On the surface, Bad Company is a film where American government agents recruit a unusual candidate to thwart a terrorist plot. But it really is about the relationship between the agent in charge of the recruitment and the iconoclastic saviour of the country.
Anthony Hopkins plays Gaylord Oakes, the agent responsible for recruiting Jake Hayes (Chris Rock) whose twin brother was apparently working for the CIA but was murdered when trying to procure a suitcase nuclear bomb. The CIA's plan is to use Jake to substitute for his twin and complete the deal with Gundars (Malcolm McDowell), the businessman who possesses the bomb.

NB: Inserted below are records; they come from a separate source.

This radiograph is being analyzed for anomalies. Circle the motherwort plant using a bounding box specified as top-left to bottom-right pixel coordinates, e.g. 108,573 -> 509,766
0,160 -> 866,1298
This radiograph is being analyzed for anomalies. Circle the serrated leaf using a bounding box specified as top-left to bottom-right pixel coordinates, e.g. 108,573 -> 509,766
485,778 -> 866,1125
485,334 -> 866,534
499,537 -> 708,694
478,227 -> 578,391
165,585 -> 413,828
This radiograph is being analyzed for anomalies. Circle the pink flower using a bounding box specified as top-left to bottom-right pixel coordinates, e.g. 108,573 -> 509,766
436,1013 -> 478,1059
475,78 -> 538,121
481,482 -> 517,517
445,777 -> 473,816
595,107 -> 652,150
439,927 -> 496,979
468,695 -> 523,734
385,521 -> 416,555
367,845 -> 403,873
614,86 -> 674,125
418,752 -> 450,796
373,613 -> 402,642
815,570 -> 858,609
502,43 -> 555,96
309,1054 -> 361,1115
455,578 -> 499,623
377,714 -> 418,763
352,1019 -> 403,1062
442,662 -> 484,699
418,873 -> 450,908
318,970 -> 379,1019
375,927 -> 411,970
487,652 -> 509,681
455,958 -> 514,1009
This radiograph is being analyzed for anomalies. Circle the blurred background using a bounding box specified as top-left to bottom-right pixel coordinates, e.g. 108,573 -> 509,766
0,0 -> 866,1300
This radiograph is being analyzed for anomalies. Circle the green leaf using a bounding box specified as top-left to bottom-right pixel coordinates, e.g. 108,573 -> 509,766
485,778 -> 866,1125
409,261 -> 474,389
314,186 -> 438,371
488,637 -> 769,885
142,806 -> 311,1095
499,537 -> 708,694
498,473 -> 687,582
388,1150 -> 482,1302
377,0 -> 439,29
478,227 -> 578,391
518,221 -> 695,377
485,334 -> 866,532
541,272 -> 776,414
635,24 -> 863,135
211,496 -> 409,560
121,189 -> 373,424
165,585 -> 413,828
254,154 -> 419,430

Everything should be straight-forward but it isn't because someone's trying to kill Jake and grab the bomb for themselves (and someone's trying to kill this individual).
It isn't important to keep track of the double- and triple-crosses. The important thing is that Hopkins and Rock don't have much chemistry though it could just be an editing issue: Hopkins delivers some of his lines with dryness that would shame the Sahara, but some of them end up being completely incongruous. Rock goes about his shtick with a decent amount of gusto, but he's mostly just spewing saliva in the wind. The action sequences are loud, but fairly decent.
Bad Company has its funny moments and is worth renting if you're out of choices and need to kill some time.